Like many big-screen actors of the era, she segued to the burgeoning TV world, starting with roles on such shows as Dangerous Assignment and General Electric Theater. Her first series-regular role was starring in CBS radio-transferred comedy Meet Millie in 1952. The show wasn’t a big hit but lasted four seasons and established Verdugo as a small-screen presence. She also played the character on radio for nearly two years starting in 1953.
After guesting on such classic series as The Red Skelton Hour, Route 66 and 77 Sunset Strip, she co-starred on the short-lived 1963 Western Redigo and appeared on The New Phil Silvers Show the following year.
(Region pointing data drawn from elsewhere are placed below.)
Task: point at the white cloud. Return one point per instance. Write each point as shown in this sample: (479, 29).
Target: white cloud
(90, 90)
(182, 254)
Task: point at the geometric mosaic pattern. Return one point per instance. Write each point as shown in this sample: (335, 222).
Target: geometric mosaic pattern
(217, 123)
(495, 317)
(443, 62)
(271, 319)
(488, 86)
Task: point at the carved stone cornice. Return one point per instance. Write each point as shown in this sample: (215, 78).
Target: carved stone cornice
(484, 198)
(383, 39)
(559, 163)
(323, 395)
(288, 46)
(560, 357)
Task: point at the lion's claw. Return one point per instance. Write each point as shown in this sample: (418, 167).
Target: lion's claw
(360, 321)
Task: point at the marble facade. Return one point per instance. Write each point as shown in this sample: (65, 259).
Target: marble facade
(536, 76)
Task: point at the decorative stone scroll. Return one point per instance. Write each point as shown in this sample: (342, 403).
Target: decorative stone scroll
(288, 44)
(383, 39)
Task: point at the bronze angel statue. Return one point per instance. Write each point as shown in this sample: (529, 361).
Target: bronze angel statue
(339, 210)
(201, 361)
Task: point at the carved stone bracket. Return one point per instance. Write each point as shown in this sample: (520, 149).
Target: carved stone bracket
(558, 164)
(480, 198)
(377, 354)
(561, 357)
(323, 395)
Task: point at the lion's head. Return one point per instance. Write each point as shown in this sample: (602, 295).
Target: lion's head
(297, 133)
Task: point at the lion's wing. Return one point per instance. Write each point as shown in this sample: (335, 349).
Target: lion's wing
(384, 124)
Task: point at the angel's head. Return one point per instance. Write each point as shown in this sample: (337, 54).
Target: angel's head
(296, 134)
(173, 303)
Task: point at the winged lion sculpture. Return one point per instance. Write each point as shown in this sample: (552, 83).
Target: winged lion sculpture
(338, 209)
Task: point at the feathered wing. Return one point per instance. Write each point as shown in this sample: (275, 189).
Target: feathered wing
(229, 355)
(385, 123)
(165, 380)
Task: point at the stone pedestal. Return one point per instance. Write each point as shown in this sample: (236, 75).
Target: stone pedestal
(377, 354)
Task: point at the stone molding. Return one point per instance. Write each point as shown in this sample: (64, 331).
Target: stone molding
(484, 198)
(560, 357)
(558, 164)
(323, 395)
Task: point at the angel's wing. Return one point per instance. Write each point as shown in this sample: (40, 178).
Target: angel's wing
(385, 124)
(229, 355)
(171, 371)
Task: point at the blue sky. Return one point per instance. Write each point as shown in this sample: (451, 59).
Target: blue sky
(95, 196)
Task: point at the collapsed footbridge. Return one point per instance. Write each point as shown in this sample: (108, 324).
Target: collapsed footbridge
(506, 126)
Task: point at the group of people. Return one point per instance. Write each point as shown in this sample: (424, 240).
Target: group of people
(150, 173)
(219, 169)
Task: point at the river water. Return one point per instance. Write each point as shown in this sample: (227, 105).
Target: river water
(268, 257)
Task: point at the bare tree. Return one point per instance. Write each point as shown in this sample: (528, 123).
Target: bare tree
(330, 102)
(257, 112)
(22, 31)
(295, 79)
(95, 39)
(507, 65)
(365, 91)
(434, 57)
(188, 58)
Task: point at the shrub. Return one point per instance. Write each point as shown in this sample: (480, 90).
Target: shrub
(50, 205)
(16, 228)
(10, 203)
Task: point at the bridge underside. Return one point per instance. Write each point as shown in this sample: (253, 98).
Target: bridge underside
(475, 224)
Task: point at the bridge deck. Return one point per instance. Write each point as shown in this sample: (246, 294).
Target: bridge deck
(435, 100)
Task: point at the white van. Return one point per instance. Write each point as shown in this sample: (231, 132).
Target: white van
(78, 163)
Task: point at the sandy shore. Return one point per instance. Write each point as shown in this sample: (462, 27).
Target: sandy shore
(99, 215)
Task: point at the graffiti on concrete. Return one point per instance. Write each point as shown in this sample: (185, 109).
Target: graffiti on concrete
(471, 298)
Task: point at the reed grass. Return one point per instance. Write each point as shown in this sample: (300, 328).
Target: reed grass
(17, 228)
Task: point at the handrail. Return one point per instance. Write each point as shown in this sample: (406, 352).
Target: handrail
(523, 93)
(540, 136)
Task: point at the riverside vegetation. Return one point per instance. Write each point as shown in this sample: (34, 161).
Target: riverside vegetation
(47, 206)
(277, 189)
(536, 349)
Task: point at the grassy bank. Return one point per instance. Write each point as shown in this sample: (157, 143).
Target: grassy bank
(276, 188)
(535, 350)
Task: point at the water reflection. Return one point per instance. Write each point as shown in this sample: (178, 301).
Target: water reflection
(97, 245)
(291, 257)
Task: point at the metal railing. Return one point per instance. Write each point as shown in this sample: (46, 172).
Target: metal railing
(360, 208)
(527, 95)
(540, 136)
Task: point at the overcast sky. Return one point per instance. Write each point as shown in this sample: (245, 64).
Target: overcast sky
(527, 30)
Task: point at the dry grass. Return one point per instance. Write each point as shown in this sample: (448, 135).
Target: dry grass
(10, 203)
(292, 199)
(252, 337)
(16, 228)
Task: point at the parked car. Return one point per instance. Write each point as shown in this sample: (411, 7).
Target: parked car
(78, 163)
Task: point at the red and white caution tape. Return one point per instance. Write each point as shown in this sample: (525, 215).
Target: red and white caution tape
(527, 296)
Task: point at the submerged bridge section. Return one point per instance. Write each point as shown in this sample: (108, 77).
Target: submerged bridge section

She continued to work in TV through the 1960s before landing the role for which she’s best remembered.
Starring Father Knows Best alum Robert Young, Marcus Welby, M.D., was an out-of-the-box smash, finishing its 1969-70 rookie run in the primetime top 10. The following year, it became the first ABC series to finish a season No. 1 in primetime, shoving aside such classics as Rowan & Martin’s Laugh-In and Gunsmoke. For the series’ entire seven-season run Verdugo played Consuelo Lopez, a nurse and office assistant to Young’s dedicated and kindly Santa Monica general practitioner. The supporting role earned Verdugo back-to-back Emmy noms in 1971 and 1972. The show, also starring James Brolin, ended in 1976 after nearly 170 episodes.
Verdugo was skeptical about the role at first, assuming that ABC wanted a stock Latina character. “They were looking for a Mexican girl,” she told PBS in an interview. “And I said, ‘Forget it! I’m not playing maids and housekeepers.’ You know that was all they were showing.”
Verdugo worked only sporadically after Marcus Welby, with her last acting credit being the 1985 telepic Suburban Beat with Dee Wallace and Shelley Fabares.